The opening of the Elizabeth line last month was a sight to behold. According to Transport for London, tens of thousands used the new TfL line on its first day (May 24), with many travelling from across the world for its opening. But did you know that the District line was technically the ‘original Crossrail’, as it previously offered very similar journeys?
The District line first opened during the Christmas of 1868 and was extended between both east and west, and at one point going as far as Windsor. Around 15 years later, the line was extended from Ealing Broadway to Windsor, and at one point even had services running as far as Southend.
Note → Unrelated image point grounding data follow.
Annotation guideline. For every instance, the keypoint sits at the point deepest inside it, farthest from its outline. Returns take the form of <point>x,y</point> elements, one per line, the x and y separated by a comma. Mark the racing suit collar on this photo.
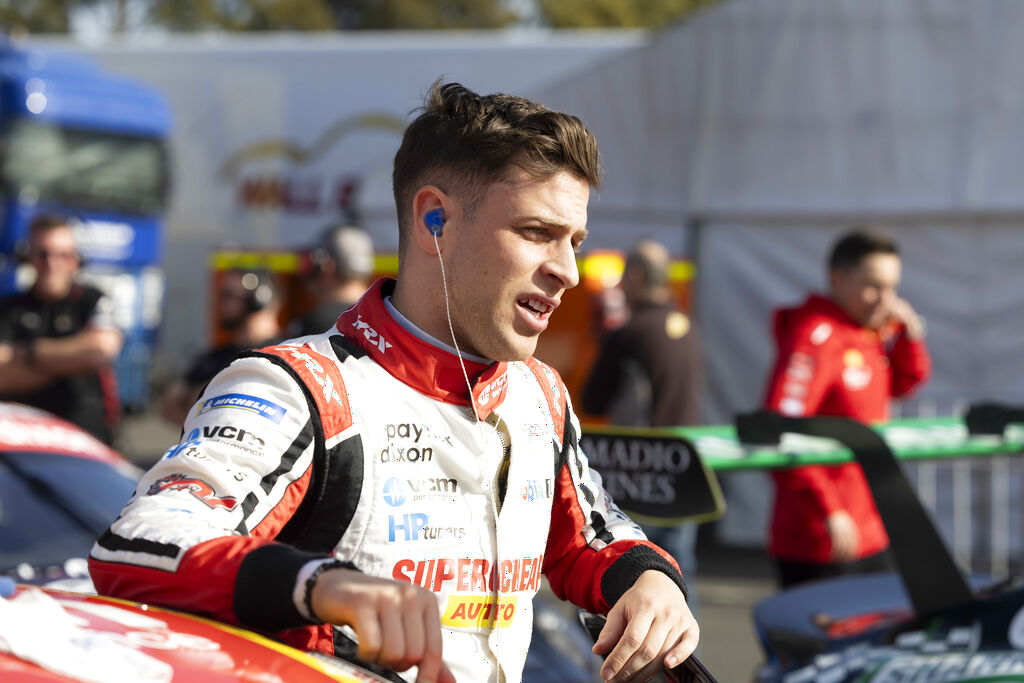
<point>424,367</point>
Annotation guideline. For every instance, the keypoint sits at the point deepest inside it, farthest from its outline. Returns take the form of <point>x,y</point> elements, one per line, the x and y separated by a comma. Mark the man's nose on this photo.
<point>563,266</point>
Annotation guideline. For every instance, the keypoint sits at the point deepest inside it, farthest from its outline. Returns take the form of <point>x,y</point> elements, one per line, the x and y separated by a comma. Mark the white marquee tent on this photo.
<point>752,135</point>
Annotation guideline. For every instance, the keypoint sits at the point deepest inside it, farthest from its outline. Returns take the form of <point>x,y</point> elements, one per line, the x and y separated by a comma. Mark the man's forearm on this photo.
<point>81,352</point>
<point>18,374</point>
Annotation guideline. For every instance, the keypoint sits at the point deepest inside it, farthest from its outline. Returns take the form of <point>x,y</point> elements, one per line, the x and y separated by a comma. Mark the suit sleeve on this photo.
<point>199,532</point>
<point>802,376</point>
<point>594,551</point>
<point>910,365</point>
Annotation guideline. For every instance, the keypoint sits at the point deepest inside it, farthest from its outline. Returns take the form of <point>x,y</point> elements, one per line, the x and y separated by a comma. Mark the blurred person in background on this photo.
<point>57,340</point>
<point>249,306</point>
<point>845,353</point>
<point>648,372</point>
<point>342,263</point>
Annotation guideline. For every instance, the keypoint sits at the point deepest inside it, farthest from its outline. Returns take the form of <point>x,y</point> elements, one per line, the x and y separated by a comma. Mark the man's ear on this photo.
<point>431,211</point>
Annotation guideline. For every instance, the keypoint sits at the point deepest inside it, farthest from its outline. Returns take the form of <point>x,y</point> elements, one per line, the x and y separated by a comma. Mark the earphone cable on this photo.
<point>455,342</point>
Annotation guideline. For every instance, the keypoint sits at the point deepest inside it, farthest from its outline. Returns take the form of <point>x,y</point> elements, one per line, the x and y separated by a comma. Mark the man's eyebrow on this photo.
<point>554,223</point>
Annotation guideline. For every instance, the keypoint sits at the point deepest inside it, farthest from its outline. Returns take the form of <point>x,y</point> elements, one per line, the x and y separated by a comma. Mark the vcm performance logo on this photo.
<point>244,401</point>
<point>396,491</point>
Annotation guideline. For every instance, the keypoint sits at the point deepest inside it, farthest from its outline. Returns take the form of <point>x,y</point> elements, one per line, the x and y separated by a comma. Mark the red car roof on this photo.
<point>157,645</point>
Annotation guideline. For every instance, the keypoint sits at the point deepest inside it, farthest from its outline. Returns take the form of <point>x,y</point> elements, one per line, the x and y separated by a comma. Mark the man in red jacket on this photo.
<point>842,354</point>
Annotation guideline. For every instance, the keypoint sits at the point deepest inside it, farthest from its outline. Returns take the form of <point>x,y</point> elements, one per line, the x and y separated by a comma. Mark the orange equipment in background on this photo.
<point>573,337</point>
<point>569,344</point>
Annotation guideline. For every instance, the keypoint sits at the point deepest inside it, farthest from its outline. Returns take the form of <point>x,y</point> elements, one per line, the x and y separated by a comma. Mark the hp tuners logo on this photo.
<point>410,526</point>
<point>394,495</point>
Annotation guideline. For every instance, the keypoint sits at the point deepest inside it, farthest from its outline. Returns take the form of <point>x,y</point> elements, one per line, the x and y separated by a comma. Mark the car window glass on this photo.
<point>53,507</point>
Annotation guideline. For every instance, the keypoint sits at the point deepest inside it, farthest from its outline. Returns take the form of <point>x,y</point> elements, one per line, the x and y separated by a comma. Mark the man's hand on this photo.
<point>845,538</point>
<point>650,627</point>
<point>900,309</point>
<point>397,624</point>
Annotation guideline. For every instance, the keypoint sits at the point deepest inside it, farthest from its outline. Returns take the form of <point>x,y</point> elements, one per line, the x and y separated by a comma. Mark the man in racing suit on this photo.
<point>845,354</point>
<point>412,493</point>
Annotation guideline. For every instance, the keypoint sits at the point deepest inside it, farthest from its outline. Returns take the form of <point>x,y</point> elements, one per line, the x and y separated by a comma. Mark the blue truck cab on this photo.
<point>91,145</point>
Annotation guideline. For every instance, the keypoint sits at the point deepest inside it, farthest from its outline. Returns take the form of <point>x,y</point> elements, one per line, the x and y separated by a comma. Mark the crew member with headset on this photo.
<point>57,339</point>
<point>249,307</point>
<point>342,263</point>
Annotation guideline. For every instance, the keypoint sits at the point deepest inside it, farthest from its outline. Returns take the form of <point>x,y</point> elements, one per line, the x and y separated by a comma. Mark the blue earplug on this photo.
<point>434,220</point>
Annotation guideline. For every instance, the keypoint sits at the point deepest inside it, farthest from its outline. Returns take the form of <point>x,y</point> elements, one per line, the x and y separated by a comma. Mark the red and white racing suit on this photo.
<point>360,443</point>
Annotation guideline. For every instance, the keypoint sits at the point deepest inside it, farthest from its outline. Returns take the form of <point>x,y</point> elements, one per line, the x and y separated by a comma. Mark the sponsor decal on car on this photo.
<point>954,667</point>
<point>478,611</point>
<point>472,574</point>
<point>243,401</point>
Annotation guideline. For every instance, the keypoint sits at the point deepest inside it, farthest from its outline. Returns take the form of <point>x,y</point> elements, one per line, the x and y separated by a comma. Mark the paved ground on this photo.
<point>729,581</point>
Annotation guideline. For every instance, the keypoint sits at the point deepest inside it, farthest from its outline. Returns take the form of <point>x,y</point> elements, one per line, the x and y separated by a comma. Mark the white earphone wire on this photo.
<point>455,342</point>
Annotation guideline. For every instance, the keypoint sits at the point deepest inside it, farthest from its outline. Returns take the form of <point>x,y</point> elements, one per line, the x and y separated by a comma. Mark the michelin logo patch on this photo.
<point>244,401</point>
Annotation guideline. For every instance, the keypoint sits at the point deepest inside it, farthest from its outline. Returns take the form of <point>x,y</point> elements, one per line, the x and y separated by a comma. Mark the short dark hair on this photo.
<point>853,247</point>
<point>463,142</point>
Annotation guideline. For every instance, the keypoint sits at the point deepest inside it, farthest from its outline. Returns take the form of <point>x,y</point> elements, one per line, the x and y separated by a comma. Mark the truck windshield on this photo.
<point>83,169</point>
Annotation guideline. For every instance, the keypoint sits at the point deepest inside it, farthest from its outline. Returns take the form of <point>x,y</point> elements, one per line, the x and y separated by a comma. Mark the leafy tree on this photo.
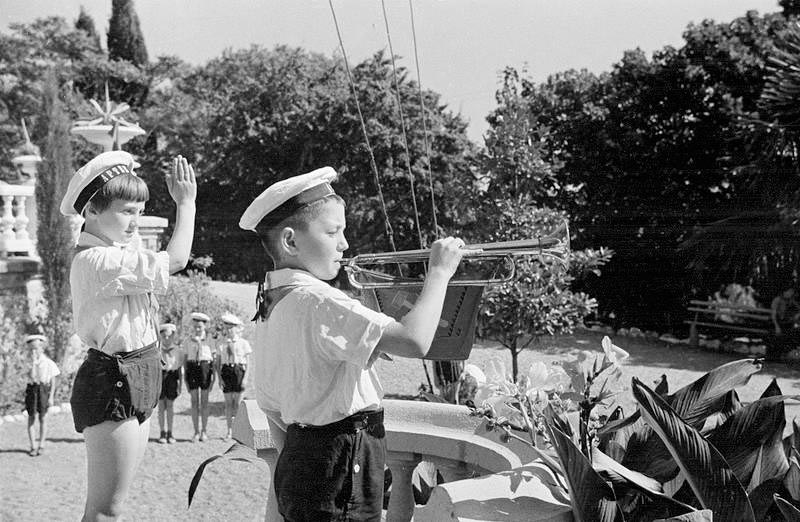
<point>538,300</point>
<point>85,23</point>
<point>124,38</point>
<point>54,236</point>
<point>252,117</point>
<point>650,152</point>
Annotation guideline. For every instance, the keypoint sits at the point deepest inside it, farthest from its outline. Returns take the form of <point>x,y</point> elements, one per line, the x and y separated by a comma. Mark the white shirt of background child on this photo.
<point>112,293</point>
<point>240,348</point>
<point>173,358</point>
<point>199,349</point>
<point>311,354</point>
<point>43,370</point>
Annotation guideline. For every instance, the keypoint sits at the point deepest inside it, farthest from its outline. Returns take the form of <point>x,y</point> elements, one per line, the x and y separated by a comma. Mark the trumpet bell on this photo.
<point>482,263</point>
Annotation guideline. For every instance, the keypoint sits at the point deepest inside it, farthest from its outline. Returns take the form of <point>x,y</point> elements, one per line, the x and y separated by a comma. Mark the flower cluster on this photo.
<point>573,388</point>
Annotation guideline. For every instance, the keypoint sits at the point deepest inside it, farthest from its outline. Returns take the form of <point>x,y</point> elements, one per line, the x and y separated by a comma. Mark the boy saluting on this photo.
<point>314,348</point>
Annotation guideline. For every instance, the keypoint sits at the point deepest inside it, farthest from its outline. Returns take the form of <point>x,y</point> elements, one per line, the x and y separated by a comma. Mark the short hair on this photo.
<point>126,187</point>
<point>300,220</point>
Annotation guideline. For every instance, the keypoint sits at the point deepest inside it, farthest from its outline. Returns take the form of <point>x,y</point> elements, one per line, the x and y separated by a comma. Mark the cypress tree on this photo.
<point>85,23</point>
<point>125,40</point>
<point>53,234</point>
<point>790,7</point>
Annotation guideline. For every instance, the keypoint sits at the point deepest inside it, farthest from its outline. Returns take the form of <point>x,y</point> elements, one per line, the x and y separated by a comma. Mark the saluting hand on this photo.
<point>181,182</point>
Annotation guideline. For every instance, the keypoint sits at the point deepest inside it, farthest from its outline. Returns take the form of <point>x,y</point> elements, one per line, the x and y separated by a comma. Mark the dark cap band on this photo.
<point>295,203</point>
<point>97,183</point>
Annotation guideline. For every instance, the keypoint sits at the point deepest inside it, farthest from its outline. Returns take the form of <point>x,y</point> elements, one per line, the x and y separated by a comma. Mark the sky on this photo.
<point>462,45</point>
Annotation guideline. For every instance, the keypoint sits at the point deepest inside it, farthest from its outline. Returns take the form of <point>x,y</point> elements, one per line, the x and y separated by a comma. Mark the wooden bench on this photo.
<point>709,314</point>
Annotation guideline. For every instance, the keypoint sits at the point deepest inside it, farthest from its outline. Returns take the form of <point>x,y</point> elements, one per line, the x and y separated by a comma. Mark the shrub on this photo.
<point>191,293</point>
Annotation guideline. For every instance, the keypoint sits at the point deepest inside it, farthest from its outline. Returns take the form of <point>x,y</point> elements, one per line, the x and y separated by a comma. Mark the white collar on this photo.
<point>291,277</point>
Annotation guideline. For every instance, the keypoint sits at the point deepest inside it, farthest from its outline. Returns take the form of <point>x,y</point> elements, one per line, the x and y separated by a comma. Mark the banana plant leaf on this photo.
<point>592,497</point>
<point>630,484</point>
<point>711,479</point>
<point>789,512</point>
<point>694,403</point>
<point>751,441</point>
<point>705,396</point>
<point>762,498</point>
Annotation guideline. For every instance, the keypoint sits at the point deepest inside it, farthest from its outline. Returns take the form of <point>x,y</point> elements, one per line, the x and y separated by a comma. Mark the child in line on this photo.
<point>40,390</point>
<point>174,358</point>
<point>233,354</point>
<point>113,283</point>
<point>315,348</point>
<point>199,373</point>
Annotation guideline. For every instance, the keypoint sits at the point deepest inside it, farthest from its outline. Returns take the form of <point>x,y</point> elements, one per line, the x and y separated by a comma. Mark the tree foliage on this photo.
<point>54,235</point>
<point>650,154</point>
<point>124,38</point>
<point>255,116</point>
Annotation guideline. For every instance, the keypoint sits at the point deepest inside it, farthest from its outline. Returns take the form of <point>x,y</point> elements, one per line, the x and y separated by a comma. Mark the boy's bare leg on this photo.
<point>114,451</point>
<point>195,396</point>
<point>31,431</point>
<point>42,430</point>
<point>204,410</point>
<point>170,414</point>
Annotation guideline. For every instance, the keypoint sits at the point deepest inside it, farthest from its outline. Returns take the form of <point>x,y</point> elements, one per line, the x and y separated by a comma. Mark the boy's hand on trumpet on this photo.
<point>445,255</point>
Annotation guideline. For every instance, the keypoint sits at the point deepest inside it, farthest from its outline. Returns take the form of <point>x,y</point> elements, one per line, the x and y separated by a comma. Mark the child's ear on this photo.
<point>288,241</point>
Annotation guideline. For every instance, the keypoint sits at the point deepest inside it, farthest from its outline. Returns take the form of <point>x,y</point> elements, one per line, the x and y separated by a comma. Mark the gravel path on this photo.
<point>52,486</point>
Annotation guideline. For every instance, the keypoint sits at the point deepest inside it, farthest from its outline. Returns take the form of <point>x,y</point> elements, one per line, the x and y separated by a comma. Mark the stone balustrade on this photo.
<point>16,238</point>
<point>486,479</point>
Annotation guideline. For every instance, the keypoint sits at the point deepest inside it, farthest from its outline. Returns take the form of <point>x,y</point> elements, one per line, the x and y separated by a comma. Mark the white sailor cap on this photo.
<point>167,327</point>
<point>284,198</point>
<point>200,316</point>
<point>229,318</point>
<point>90,178</point>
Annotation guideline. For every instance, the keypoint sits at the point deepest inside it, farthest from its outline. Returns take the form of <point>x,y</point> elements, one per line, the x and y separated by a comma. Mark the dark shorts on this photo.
<point>232,376</point>
<point>332,472</point>
<point>170,384</point>
<point>36,398</point>
<point>199,374</point>
<point>116,387</point>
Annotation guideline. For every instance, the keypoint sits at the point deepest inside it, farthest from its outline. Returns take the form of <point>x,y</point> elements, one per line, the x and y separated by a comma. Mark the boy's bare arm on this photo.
<point>182,187</point>
<point>413,336</point>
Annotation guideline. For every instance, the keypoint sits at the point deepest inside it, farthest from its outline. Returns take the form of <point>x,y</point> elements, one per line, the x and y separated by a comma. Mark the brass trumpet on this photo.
<point>553,248</point>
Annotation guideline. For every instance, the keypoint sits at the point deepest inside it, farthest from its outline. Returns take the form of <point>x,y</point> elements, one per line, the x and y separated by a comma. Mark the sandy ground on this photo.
<point>52,486</point>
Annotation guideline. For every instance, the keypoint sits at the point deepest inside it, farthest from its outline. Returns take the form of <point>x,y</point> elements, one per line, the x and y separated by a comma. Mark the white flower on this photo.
<point>614,354</point>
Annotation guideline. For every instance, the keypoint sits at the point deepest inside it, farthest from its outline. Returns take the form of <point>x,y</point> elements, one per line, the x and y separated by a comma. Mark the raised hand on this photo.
<point>181,182</point>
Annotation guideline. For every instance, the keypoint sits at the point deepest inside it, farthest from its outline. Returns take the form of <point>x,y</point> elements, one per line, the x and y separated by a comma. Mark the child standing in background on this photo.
<point>174,359</point>
<point>199,373</point>
<point>233,354</point>
<point>40,390</point>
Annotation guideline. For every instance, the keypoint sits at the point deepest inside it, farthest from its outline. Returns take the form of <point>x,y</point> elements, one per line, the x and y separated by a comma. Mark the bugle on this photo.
<point>552,249</point>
The new Elizabeth line will also go to Windsor, as it is due to stop at Slough, when the full route opens next year. It is expected that four Elizabeth line trains an hour in each will serve Slough station and will allowed passengers to travel right through Central London, including Ealing Broadway, without changing trains.
This will be welcomed by those who live in Windsor, as this District line route did not last very long, ending after just two years in 1885. The Tube line has undergone many significant changes since, as Uxbridge and Hounslow were also part of the District line until they moved to the Piccadilly line in the 20th century.
The new Elizabeth line runs from Reading and Heathrow in the west, through 42km of new tunnels under Central London to Shenfield and Abbey Wood in the east. It stretches 118km, or 73 miles. Passengers coming from the east will be forced to change at Paddington in order to reach Abbey Wood, or change at Paddington and Liverpool Street to reach Shenfield.
In the coming autumn, the next phase of opening the Elizabeth line will integrate services from the east and west into the new central tunnels and stations. The three railways will merge, enabling seamless services from Reading and Heathrow through to Abbey Wood and from Shenfield through to Paddington.